Leadership Council for Human Rights

~ Feet in the mud, head in the sky ~

Wednesday, October 31, 2007

Human Rights Watch says Burma using child soldiers

According to a report released by Human Rights Watch, children as young as 10 are being forcibly recruited into Burma’s army, Agence France-Presse reported today.

The children are bought and sold by military recruiters, who receive incentives from the military junta, which is suffering from a high desertion rate and lack of volunteers, HRW said.

“The government’s senior generals tolerate the blatant recruitment of children and fail to punish perpetrators,” said Jo Becker, children’s rights advocate for Human Rights Watch. “In this environment, army recruiters traffic children at will.”

Although the regime has created a committee to prevent the recruitment of children, Becker says that the committee is a “sham” and spends most of its time denouncing reports of child soldiers.

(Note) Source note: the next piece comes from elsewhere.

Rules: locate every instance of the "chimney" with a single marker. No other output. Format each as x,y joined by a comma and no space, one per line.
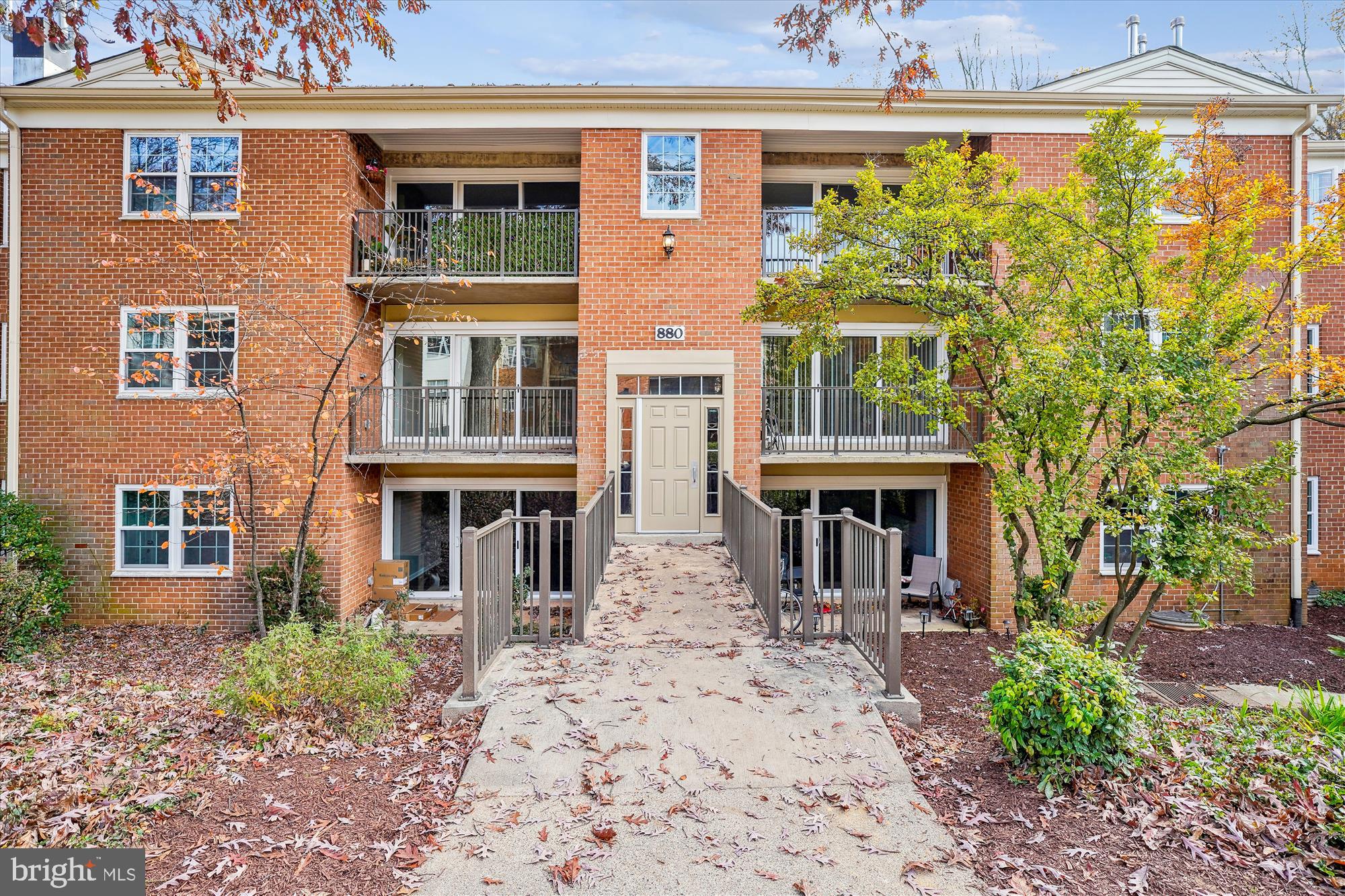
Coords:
33,63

Desperate to meet quotas, recruiters target children in public places and threaten them if they refuse to join. In some cases, the children are beaten until they agree, the report says. Former child soldier, Maung Zaw Oo, said that the recruiters “filled the forms and asked my age, and when I said 16, I was slapped and he said, ‘You are 18. Answer 18.’”

According to the report, child soldiers are used in other non-state armed groups as well, but in smaller numbers.